If ownership is not possession, not creation, not first use, and not recognition alone…
then what is it actually referring to in reality?
in every case where we say “this is mine,” something else is always present underneath. An invisible line between what is allowed and what is not allowed.
As I have observed, ownership seems to exist wherever there is a socially enforced boundary around use or control.
“don’t take that”
“stop him”
“give it back”
“you can use this, but not that”
Etc
But even that is still not a final answer.
Mayhaps property doesn't exist but only the illusion of it through this worldwide social custom. What I mean is that "property" is not a "thing"(independent object like a tree or a rock) in nature, but a social pattern backed by force. It's an emergent social phenomenon. It is human behavior what creates that enforced boundary. It's what helps distinguish between what's mine and what is not.
In short, property is just the interpretation of that behavior. It isn’t an object in reality but a stable illusion produced by repeated coordination and enforcement.
Not “illusion” as in fake or meaningless,
but “illusion” as in something the mind treats as a single entity, even though it is made of many interacting actions and agreements.
Money, nations, "authority", value itself, none of which, exist as physical objects, yet they reliably structure behavior. What we call property is not a fundamental feature of reality, but a pattern of human behavior that becomes so stable we treat it as if it were a thing.
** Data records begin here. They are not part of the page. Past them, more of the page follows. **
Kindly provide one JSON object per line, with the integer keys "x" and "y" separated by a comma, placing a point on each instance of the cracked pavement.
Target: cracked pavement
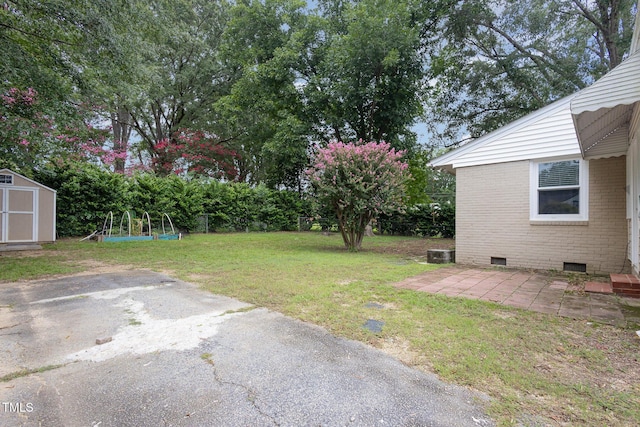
{"x": 173, "y": 355}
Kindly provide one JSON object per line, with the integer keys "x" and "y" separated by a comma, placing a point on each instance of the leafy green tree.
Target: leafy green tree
{"x": 184, "y": 77}
{"x": 262, "y": 110}
{"x": 426, "y": 184}
{"x": 494, "y": 61}
{"x": 358, "y": 182}
{"x": 86, "y": 193}
{"x": 365, "y": 77}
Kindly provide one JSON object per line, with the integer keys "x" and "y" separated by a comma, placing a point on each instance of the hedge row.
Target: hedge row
{"x": 86, "y": 194}
{"x": 425, "y": 220}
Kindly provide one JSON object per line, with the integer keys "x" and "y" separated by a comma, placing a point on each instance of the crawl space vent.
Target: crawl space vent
{"x": 574, "y": 266}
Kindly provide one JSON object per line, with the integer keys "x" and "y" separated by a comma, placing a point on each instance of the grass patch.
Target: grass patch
{"x": 539, "y": 369}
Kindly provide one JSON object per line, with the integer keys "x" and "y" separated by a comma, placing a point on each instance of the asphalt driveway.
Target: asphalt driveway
{"x": 137, "y": 348}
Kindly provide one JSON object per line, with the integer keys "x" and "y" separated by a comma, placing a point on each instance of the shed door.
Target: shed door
{"x": 18, "y": 221}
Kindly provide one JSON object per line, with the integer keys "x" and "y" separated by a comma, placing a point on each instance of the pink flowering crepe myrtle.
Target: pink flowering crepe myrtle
{"x": 358, "y": 181}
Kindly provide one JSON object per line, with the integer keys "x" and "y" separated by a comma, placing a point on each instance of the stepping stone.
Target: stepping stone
{"x": 598, "y": 287}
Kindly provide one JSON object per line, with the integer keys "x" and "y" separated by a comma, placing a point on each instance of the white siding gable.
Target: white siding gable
{"x": 545, "y": 133}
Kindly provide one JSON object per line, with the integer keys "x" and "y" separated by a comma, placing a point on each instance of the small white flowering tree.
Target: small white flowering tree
{"x": 358, "y": 182}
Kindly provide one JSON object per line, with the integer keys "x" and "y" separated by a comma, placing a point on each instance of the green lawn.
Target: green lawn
{"x": 539, "y": 369}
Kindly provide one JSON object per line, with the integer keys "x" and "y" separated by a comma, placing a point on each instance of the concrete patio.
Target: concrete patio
{"x": 530, "y": 290}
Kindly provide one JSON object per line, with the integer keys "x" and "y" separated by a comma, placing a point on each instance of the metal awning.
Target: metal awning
{"x": 602, "y": 112}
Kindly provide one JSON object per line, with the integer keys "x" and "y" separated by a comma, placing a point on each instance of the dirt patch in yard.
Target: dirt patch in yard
{"x": 414, "y": 248}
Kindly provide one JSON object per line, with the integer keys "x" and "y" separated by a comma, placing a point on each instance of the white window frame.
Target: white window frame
{"x": 583, "y": 182}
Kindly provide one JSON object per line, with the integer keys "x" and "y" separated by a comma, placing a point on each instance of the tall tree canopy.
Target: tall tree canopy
{"x": 248, "y": 90}
{"x": 494, "y": 61}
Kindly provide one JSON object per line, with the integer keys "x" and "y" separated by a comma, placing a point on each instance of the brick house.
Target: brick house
{"x": 560, "y": 187}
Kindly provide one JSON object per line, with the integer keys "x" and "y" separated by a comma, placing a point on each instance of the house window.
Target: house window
{"x": 559, "y": 190}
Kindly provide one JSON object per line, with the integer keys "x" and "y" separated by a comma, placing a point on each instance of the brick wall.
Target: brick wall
{"x": 492, "y": 220}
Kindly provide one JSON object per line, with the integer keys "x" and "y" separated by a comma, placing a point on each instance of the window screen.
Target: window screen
{"x": 559, "y": 188}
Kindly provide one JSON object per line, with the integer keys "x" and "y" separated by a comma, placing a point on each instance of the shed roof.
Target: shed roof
{"x": 9, "y": 171}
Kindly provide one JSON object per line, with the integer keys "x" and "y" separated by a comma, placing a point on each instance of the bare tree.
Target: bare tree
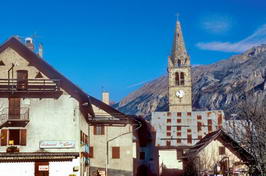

A property is yours..., until it isn't.
Something is “yours” while others don’t take it or don’t successfully take it. The moment that condition breaks, the label stops matching reality. So instead of ownership being a permanent property of an object, it behaves more like a temporary status condition:
If “mine” is always conditional, then ownership is not something embedded in any object at all, but it’s simply something that exists only while a set of behaviors continue to hold. In other words:
“property is a continuing outcome, not a permanent fact.”
That is what I can actually observe happening between people and their relationship with each other around the idea of "property".
Now I can already hear the obvious question.
My answer is yes. Not because I think the thief is justified, but because I think the event reveals what ownership depended on all along.
Think about it.
What made the wallet yours? Was there some invisible property hidden inside it? Or was it simply your belief, shared by everyone around you, that you would continue possessing and controlling it?
As long as that relationship held, everyone called it "your wallet." Then someone successfully takes it and disappears forever. Eventually people stop saying, "That's your wallet," and instead say things like, "Damn... there goes your wallet," or "It's gone forever."
Notice something.
Nobody watched property leave the wallet. The wallet didn't physically change. What changed was human behavior. People simply adjusted to a different reality.
From my perspective, the theft didn't destroy ownership. It exposed what ownership always depended on. The object never contained property as though it were some natural ingredient. The idea of property only existed while people continued recognizing and enforcing that relationship.
This doesn't mean theft is good, nor am I saying people should go around taking each other's things. That's an entirely different discussion. I'm asking something much more fundamental.
Is property something that exists independently in reality, or is it a social pattern that people continuously maintain?
If it's the latter, then maybe you never possessed "property" the way most people imagine. Maybe what you possessed was an object within a social system that generally respected your claim to it. Once that pattern no longer holds, nothing physical has disappeared except the object itself. The idea of property didn't vanish because it was never inside the object to begin with.
Maybe property was always a relationship between people rather than a feature of things.
From my perspective, I believe it is just that. A social construct backed by force, culture and agreed upon customs.